We have a lot of research today when it comes to what is best for our kids medically. While we are their advocates, we aren't experts. Some of these choices can also cause us a real headache when it comes to signing kids up for sports, daycare, school, and other activities.
1 Stop Caring What Others Think
Our lives are all over social media. We have a constant peanut gallery chiming in on our parenting styles and abilities. It can really hurt our confidence as parents and make us question our judgement way more than necessary. We see the horror stories of moms being shamed for their kid’s grocery store tantrum or forward facing car seats too soon.

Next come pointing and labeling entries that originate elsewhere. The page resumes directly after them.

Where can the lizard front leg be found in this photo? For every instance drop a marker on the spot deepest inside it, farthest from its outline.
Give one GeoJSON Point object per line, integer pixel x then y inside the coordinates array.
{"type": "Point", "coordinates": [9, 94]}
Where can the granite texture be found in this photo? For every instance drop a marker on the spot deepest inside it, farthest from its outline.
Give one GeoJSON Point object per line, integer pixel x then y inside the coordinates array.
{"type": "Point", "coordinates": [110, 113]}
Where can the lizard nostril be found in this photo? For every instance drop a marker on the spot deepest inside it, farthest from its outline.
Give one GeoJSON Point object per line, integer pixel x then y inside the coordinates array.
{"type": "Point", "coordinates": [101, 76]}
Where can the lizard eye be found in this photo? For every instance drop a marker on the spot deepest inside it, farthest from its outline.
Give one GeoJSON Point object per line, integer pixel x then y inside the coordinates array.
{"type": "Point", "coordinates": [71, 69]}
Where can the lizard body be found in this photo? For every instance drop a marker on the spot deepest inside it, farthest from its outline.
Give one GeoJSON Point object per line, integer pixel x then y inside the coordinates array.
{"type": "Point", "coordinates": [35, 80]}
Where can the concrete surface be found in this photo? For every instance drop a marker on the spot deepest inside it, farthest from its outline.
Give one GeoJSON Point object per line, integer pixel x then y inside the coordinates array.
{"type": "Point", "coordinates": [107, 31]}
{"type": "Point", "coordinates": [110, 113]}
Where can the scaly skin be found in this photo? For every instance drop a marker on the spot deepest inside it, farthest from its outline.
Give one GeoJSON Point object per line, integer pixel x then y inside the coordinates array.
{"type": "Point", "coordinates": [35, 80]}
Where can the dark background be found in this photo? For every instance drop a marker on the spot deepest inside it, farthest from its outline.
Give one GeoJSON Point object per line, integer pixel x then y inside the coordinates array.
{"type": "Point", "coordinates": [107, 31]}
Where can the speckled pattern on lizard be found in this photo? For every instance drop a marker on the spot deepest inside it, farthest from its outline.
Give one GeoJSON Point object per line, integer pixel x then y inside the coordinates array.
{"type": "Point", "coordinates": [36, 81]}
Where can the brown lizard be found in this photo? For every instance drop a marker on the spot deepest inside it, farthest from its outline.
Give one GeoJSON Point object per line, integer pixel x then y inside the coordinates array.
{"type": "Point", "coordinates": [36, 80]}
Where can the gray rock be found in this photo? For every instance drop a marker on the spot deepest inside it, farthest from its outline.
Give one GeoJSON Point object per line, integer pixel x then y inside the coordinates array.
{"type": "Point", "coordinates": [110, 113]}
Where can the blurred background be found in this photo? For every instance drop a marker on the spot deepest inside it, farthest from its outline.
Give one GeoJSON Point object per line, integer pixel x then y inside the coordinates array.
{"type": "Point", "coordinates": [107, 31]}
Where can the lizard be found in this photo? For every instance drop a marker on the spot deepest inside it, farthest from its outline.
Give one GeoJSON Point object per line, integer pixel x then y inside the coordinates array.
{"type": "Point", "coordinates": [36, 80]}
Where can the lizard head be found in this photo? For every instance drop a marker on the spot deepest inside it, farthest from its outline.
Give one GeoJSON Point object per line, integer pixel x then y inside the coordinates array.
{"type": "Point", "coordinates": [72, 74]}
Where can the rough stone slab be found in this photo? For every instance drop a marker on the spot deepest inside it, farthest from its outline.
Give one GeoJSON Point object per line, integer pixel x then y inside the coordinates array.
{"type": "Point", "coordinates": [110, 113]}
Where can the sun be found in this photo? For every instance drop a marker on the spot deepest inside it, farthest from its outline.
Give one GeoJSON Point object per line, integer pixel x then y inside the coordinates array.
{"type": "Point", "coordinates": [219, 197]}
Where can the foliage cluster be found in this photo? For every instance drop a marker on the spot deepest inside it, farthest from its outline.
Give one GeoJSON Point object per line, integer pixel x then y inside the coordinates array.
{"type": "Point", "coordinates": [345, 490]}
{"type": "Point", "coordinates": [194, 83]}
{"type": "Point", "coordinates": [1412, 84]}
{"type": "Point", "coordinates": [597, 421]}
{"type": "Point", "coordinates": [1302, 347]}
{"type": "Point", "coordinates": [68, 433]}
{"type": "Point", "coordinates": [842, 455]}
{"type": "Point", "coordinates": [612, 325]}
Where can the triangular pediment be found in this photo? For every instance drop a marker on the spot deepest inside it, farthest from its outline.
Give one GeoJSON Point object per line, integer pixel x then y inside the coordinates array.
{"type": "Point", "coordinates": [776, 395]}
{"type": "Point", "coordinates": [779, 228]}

None of us want to be that mom. We don’t want to find our own picture out there on the web with some stranger deeming us a terrible parent because we gave our toddler a sucker to make it through an essential shopping run.
This is a struggle that many of our parents and generations before us didn’t have to worry about. One study reported by Fortune.com reported that millennials spend about 6 hours per week on social media. We see mommy shaming on it all the time. We have our virtual mommy groups where we debate who's the better mother and things like screen time or organic produce.
No one criticized the mom who let her kid scream it out because she wouldn’t buy him a toy or called her cruel for disciplining her children. There was no way to put these things out publicly and really embarrass people like there is today.